The Future Of TV And Lessons From 1996

randycooke-tvvideo"On TV And Video" is a column exploring opportunities and challenges in programmatic TV and video.

Today’s column is written by Randy Cooke, vice president of programmatic TV at SpotXchange.

If you’re in the TV business, you’re painfully aware of how quickly things are changing. Less than a decade ago, TV was its own self-contained ecosystem with predictably stable audiences and a relatively clear-cut blueprint for delivering advertiser value.

Digital and mobile video, streaming video on demand, video on demand and time shifting have encroached on what was once a foundation upon which brands were built. Things could get even more complicated in the next couple of years.

Many in the industry talk a lot about “convergence,” where the monetization of TV and online video audiences are transacted within the same platform, with equitable rates and a singular currency to benchmark achieved value. While speculation on TV’s future occasionally borders on hyperbole, this transformation is very similar to change the telecommunications industry went through two decades ago.

The local number portability provision of the Telecommunications Act of 1996 allowed consumers to keep their phone numbers when they switched carriers. Based on recent signals from the FCC, the liberating equivalent may be coming to TV, nearly 20 years after telecom’s transformation.

Thanks to FCC 14-210, cable, satellite and telco companies are about to see a lot more competition from the likes of Netflix, Roku, Amazon, Google and Apple. Connected device manufacturers, such as Vizio, Sony, Samsung and LG, could also enter the fray.

There are two aspects here that are noteworthy. For the first time, the FCC has defined “linear” programming, something that has been taken for granted since the advent of television. Second is the classification of a multichannel video programming distributor (MVPD).

These changes are transformational and disruptive. No longer do you need a broadcast tower or a cable plant to distribute content. Internet-based video providers can easily provision linear streams and, subsequently, conform to the FCC’s definition of a linear programmer.

Virtually every new device purchased from now on will be Internet-capable. Whether it’s a smartphone, multimedia device, desktop, tablet, gaming system or smart TV, it will be a gateway to whatever video service you want. The FCC’s new definition of MVPD means that the cable company can be whomever you want it to be, on whichever devices you prefer, wherever you go.

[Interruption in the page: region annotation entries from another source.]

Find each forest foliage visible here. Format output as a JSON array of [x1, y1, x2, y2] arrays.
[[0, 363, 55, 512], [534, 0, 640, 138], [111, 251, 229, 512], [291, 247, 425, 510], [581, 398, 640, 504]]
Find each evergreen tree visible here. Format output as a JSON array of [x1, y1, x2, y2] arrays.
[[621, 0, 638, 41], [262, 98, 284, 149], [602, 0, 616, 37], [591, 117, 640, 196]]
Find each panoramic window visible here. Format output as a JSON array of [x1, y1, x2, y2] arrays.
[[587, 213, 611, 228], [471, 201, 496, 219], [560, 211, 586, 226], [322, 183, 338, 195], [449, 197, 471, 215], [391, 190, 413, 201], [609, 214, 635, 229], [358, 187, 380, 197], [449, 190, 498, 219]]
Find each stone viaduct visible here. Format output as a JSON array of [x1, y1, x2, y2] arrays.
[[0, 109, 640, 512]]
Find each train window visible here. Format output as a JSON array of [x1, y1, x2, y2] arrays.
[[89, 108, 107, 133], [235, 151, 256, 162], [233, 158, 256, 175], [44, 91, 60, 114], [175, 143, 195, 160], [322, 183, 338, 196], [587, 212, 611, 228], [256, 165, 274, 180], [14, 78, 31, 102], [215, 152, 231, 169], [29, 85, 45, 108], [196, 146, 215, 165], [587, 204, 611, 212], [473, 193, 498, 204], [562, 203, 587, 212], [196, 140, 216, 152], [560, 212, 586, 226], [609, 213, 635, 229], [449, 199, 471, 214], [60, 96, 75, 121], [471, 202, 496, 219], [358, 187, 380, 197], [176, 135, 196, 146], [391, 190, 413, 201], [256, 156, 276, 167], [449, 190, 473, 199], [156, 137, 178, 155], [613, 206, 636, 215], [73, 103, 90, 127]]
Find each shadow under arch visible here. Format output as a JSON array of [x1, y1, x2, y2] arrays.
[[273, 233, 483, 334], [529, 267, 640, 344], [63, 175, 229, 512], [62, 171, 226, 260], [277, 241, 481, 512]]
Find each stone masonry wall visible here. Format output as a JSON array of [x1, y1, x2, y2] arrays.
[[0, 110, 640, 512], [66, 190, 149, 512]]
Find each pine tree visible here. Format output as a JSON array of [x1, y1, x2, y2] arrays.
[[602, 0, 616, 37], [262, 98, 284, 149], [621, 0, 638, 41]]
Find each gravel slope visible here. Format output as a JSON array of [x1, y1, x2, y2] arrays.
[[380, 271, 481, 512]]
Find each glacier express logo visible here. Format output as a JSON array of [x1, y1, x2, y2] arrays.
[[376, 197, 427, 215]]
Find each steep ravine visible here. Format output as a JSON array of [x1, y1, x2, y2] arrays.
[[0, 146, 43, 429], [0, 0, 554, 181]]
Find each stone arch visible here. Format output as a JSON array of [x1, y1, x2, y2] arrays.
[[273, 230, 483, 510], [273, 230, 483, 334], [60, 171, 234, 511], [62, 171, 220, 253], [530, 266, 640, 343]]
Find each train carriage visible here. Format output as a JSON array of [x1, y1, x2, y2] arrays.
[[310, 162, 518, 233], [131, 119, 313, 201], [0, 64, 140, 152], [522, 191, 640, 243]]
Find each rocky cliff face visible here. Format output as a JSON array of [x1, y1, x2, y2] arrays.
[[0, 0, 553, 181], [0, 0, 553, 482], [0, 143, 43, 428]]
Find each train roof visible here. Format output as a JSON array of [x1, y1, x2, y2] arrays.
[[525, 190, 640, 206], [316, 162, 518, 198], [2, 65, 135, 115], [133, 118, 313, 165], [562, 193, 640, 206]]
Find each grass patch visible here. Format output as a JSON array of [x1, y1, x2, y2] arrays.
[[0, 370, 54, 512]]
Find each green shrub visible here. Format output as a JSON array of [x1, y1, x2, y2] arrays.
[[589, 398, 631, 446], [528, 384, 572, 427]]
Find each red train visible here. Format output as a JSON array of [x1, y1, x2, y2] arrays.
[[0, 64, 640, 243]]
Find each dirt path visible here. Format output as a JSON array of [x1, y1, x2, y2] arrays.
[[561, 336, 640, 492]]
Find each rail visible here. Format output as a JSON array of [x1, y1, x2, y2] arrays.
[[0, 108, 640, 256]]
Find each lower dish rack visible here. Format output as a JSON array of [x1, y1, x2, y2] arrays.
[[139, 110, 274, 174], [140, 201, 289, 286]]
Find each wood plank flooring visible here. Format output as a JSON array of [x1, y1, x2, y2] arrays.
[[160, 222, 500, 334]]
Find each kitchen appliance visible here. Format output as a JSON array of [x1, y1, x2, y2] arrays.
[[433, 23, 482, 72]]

A new TV or next-gen gaming system could have its own “cable service” from the manufacturer, complete with local channels and no more technicians scheduling installations between the hours of 10 a.m. and next Thursday.

Devices offering incumbent video services will have a distinct advantage in this brave new world of content distribution. Manufacturers are eyeing both subscription and ad revenues in the face of shrinking margins on new devices.

Things could get very interesting very fast. If history repeats itself, two winners will emerge from the content distribution race, much like what happened in telecom. The first will be infrastructure-based distribution services that will squeeze out business models built around content curation alone. These are providers that own or possess exclusive licenses to devices, managed networks or spectrum.

The second winner will be the consumer. Irrespective of how content is distributed, the demonstrable thirst for an affordable, customized viewing experience already exhibited by the modern consumer may finally be quenched in the very near future.